Kamusal alanda yapılan atamalarda “güvenlik soruşturması ve arşiv araştırması” sonucunda binlerce emekçi mağdur edildi ve halen de ediliyor. 15 Temmuz darbe girişimi sonrasında ilan edilen OHAL ve arka arkaya yayınlanan KHK’larla, devlet memurluğuna ilişkin 657 sayılı Kanun’da değişiklikler yapılmıştı. Bir yandan kamuda kitlesel ihraçlar gerçekleştirilmiş, diğer yandan ise atamalarda KPSS puanının yanı sıra bazı meslek gruplarında mülakat ve her atama için güvenlik soruşturmaları zorunlu hale getirilmişti. O zamandan bu yana hem derece yapmış hem de mülakattan geçmiş kişinin atanmasının onaylanması için MİT, Emniyet Genel Müdürlüğü ve mahalli mülki idare amirlikleri tarafından yapılan güvenlik soruşturması ve arşiv araştırmasından “temiz” raporu alınması şart koşuluyor.
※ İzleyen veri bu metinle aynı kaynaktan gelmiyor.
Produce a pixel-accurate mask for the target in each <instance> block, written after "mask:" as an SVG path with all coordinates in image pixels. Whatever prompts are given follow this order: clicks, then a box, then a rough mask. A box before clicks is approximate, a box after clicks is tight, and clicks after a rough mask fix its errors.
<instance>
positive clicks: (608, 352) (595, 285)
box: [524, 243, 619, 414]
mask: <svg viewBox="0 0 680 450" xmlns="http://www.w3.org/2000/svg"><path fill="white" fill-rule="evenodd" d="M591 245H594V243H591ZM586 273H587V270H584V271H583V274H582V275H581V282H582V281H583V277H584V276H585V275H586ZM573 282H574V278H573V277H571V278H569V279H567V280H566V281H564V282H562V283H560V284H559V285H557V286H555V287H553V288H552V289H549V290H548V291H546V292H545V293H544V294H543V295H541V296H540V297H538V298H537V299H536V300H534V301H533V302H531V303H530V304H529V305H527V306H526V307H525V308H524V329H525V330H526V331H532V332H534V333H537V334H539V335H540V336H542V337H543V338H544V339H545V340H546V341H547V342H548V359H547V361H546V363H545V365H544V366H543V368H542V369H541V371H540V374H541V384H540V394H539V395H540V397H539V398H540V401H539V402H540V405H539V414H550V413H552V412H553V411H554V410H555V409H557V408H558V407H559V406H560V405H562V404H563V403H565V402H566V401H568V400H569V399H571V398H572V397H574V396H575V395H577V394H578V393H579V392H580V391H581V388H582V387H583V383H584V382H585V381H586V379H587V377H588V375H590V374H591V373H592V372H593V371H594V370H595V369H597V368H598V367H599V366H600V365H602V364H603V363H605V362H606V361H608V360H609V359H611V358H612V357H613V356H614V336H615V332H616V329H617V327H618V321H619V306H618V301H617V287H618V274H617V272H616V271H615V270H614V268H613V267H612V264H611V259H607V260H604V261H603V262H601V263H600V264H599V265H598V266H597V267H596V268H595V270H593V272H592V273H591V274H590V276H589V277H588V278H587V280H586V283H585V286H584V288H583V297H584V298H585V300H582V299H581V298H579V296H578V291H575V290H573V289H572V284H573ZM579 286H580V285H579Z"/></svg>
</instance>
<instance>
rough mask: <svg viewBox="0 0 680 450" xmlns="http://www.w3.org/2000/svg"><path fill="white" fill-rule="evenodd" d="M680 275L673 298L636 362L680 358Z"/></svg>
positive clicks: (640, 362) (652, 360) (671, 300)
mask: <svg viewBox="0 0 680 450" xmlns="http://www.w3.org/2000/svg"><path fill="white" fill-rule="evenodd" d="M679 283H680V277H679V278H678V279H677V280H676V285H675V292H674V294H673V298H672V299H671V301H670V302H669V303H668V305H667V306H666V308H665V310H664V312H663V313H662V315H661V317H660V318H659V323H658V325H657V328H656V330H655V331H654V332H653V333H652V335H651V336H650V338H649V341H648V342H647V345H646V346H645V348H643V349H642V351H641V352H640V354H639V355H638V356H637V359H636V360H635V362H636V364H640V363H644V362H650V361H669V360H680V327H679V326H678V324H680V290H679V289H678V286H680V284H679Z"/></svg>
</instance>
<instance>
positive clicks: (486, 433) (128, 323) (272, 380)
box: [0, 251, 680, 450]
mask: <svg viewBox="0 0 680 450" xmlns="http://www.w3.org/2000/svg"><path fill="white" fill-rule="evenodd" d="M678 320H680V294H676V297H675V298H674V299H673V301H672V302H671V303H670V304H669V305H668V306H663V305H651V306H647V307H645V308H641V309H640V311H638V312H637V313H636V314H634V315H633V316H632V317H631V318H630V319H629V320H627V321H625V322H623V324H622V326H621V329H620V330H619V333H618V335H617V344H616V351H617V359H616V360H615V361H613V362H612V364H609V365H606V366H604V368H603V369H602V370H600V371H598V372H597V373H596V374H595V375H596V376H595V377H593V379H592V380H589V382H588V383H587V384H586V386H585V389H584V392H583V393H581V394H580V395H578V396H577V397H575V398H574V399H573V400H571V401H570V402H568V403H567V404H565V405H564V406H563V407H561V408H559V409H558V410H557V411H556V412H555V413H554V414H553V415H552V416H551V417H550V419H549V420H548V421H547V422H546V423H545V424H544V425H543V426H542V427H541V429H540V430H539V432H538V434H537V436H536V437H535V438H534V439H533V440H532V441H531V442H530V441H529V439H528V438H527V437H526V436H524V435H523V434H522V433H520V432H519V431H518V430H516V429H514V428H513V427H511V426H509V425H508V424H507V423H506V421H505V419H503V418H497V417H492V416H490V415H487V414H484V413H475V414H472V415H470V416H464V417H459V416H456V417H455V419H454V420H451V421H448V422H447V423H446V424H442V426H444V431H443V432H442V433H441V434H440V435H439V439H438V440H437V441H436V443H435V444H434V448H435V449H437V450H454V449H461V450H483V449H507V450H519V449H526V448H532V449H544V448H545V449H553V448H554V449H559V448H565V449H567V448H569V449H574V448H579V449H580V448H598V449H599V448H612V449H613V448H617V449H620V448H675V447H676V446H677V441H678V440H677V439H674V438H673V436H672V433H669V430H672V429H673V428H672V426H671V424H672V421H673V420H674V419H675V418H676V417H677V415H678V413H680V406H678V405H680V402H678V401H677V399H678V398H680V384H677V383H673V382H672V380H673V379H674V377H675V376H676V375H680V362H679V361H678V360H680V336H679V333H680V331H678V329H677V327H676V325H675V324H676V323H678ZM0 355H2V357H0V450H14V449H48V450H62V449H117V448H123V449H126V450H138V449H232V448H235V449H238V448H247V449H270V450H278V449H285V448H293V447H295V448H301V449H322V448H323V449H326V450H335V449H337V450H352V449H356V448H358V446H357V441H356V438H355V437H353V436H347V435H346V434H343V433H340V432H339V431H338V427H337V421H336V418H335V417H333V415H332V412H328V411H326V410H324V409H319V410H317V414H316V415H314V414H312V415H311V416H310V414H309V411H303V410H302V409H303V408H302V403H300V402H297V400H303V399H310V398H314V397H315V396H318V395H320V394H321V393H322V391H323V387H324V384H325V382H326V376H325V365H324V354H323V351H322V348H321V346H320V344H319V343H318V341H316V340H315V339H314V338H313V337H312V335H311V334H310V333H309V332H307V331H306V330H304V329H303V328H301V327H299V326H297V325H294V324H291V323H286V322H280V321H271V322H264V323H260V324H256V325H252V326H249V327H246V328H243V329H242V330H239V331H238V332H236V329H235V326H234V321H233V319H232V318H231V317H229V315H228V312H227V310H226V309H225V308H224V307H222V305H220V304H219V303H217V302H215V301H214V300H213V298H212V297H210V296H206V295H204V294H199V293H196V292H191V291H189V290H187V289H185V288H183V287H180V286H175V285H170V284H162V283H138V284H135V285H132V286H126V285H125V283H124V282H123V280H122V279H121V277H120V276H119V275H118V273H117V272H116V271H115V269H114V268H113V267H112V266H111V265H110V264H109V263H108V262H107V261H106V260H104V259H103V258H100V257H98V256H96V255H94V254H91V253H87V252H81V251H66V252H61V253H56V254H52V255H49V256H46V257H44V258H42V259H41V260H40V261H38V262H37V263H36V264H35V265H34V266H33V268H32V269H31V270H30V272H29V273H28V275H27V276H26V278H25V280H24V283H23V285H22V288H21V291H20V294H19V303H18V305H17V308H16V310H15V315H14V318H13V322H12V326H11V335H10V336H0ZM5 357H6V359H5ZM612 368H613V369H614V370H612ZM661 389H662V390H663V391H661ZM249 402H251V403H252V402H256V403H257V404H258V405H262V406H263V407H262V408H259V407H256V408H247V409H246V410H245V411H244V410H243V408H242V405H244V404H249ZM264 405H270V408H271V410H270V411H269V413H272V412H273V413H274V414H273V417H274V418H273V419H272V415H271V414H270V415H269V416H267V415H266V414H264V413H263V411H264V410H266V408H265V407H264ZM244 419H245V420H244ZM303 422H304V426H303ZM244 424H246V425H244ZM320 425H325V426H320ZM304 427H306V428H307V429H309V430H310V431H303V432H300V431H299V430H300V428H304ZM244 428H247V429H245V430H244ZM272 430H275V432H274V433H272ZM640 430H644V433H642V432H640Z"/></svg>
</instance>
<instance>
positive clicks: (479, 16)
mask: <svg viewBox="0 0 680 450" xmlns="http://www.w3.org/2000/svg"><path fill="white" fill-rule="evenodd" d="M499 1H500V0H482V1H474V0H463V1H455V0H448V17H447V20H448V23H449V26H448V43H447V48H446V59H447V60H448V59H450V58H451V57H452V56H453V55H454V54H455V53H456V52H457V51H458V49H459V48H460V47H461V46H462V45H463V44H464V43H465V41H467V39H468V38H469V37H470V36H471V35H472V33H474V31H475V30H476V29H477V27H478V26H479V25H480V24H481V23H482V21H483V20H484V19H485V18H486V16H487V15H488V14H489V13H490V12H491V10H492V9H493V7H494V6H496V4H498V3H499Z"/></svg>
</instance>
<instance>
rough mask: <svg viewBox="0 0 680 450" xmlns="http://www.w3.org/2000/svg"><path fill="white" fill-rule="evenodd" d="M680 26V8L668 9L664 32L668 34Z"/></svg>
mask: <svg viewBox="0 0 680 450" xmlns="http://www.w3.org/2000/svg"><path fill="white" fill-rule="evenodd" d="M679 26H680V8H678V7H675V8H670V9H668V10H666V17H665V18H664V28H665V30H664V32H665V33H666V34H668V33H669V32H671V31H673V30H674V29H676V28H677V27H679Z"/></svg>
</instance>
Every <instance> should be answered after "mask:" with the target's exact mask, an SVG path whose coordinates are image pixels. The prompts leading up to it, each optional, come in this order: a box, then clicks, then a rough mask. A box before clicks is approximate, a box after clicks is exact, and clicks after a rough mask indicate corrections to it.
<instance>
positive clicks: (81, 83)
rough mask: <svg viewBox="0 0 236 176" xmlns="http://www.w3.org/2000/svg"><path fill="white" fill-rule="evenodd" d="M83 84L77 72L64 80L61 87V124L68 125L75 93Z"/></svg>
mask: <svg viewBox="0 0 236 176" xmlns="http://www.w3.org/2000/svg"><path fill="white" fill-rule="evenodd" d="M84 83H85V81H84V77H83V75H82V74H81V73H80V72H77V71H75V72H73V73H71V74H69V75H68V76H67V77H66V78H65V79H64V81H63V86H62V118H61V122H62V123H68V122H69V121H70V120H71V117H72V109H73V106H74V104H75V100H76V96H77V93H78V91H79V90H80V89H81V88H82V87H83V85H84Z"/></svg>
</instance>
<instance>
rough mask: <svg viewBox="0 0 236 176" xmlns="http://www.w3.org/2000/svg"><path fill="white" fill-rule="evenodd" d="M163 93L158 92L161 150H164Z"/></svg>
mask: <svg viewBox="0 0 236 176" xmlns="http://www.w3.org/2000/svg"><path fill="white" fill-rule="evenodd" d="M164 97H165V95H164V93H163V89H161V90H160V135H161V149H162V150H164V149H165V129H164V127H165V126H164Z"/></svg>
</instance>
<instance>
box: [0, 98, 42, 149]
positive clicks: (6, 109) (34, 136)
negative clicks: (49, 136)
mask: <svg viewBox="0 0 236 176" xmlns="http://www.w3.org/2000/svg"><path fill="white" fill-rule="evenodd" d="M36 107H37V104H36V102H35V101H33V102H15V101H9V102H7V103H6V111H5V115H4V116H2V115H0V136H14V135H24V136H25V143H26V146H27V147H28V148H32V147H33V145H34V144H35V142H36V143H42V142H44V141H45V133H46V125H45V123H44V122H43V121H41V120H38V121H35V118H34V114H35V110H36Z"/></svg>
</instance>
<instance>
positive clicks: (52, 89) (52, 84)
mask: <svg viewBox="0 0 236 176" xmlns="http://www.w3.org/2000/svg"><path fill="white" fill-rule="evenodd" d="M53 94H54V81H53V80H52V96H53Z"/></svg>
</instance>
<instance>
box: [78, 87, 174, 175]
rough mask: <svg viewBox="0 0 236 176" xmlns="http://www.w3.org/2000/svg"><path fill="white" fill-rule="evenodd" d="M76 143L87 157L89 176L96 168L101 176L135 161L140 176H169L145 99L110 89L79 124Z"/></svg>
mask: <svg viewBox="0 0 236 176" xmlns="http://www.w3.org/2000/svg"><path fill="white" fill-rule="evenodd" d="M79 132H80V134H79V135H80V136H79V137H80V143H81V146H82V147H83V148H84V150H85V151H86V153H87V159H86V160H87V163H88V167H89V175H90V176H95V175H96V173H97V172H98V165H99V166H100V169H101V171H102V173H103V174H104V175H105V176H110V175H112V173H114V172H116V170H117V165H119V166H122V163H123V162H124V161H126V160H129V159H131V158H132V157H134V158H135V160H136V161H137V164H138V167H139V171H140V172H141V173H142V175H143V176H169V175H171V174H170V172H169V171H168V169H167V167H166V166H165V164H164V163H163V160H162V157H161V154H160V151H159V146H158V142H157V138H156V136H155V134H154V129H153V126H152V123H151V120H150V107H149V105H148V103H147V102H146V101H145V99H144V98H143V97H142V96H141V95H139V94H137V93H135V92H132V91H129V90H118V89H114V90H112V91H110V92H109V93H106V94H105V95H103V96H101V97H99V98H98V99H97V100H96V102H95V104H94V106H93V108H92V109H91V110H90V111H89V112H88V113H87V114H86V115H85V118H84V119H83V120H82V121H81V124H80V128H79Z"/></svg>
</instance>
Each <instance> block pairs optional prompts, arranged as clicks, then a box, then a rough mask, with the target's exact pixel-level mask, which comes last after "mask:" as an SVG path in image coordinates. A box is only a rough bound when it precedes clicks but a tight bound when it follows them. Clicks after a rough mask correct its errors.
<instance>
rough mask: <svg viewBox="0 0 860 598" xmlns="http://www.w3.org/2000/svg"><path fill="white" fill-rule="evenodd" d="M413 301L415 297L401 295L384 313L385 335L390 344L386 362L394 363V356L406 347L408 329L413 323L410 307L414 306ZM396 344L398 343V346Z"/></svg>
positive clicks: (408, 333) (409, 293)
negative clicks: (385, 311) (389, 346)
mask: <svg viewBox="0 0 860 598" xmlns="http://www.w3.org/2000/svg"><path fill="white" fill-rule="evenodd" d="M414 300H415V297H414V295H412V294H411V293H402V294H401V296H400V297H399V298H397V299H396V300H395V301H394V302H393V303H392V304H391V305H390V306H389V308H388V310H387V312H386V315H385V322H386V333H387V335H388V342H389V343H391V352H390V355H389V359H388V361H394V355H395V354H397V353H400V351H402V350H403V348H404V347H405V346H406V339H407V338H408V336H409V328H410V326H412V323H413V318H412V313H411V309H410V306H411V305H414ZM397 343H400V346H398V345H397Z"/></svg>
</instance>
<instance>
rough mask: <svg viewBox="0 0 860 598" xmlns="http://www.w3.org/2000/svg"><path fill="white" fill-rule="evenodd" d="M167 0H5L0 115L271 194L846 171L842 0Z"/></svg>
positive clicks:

CHP’li milletvekilleri tarafından geçen sene bu uygulamayı da kapsayan kanunda bazı maddelerin iptali için Anayasa Mahkemesi’ne (AYM) başvurulmuştu. 29 Kasım 2019 tarihli Resmi Gazete’de AYM’nin konu hakkındaki kararı yayınlandı. AYM “vatandaşların kişisel veri niteliğindeki bilgilerinin memuriyete girişte değerlendirmeye tabi tutulmasının Anayasa’ya aykırı olduğuna” karar verdi ve bu düzenlemeyi iptal etti.
AYM’nin iptal ettiği güvenlik soruşturması ve arşiv araştırması şartı, yeniden hazırlanan bir yasa teklifi ile Plan ve Bütçe Komisyonu’nda kabul edildi. Komisyonda kabul edilen maddelere göre “kamu hizmetlerinin etkin ve sağlıklı bir biçimde yürütülmesi amacıyla” 657 sayılı Kanun’da yapılan değişikliklerden kaynaklı mağdur olanlara güya hakları geri verilecek. Fakat bu sefer de memuriyetlerin atanmasında, 1402 Numaralı Sıkıyönetim Kanununda Değişiklik Yapılmasına İlişkin Kanun kapsamında, tekrardan güvenlik soruşturması ve arşiv araştırması şartı getirildi. Yani sadece biçimsel bir oynama yapılarak, var olan uygulamanın olduğu gibi devam etmesi sağlandı.
Anayasa Mahkemesi’nin uzun zamandır yalnızca görüntüde hukuksal kurallara uyduğu ama özellikle tek adam rejiminin inşası sürecinde yargının da tek adama bağlandığı bilinen bir gerçektir. Sermaye devleti kendi anayasasını çiğnemekte sorun görmemektedir. Atanma konusunda yaşanan mağduriyetler için adalet arayışı mahkemeler ile sınırlı kaldıkça bir çözüme ulaşılamayacağı açıktır. Kağıt üzerinde yazılı olan yasal hakların mevcut halinin bile ancak güçlü mücadeleler sonucu kazanılmış olduğu unutulmamalıdır. Bu yasaların fiilen uygulanması, aynı şekilde, çeşitli mücadele yöntemlerinin geliştirilmesine bağlıdır.
Devlet kadrosuna alınmak önceden güvenceli bir iş olarak görülüyordu. Ancak AKP’nin, son yıllarda Gülen cemaati ile tutuştuğu kavgayı da bahane ederek, devlet kurumlarını kendi çizgisine göre dizayn etmenin türlü yöntemlerini uygulamaya başlaması ile bu algı kırıldı. Atanma meselesinin dışında, Alo İhbar Hattı gibi kanallarla ispiyonlama kültürü yaratılması da sorunun diğer parçası. İnsanlara AKP’ye üye olmak ya da düşüncelerini ifade etmekten korkmak dayatılıyor. Emekçilerin de tercihi bu yönde olabiliyor ve ekonomik kaygılar sermaye devletinin kullandığı bir sopa işlevi taşıyor. İşçi ve emekçilere hem örgütsüzlük dayatılıyor hem de onursuzluk.
Tüm bunlara karşın işini savunan ve bunun mücadelesini sokaklarda da sürdüren onurlu kamu emekçileri, bulundukları alanlardan sermaye devletine karşı seslerini yükseltiyorlar. Toplumun diğer kesimlerinin de kamu emekçilerinin mücadelesine omuz vermeleri ve bunu sermaye iktidarına karşı topyekûn mücadelenin bir parçası olarak görmeleri gerekiyor.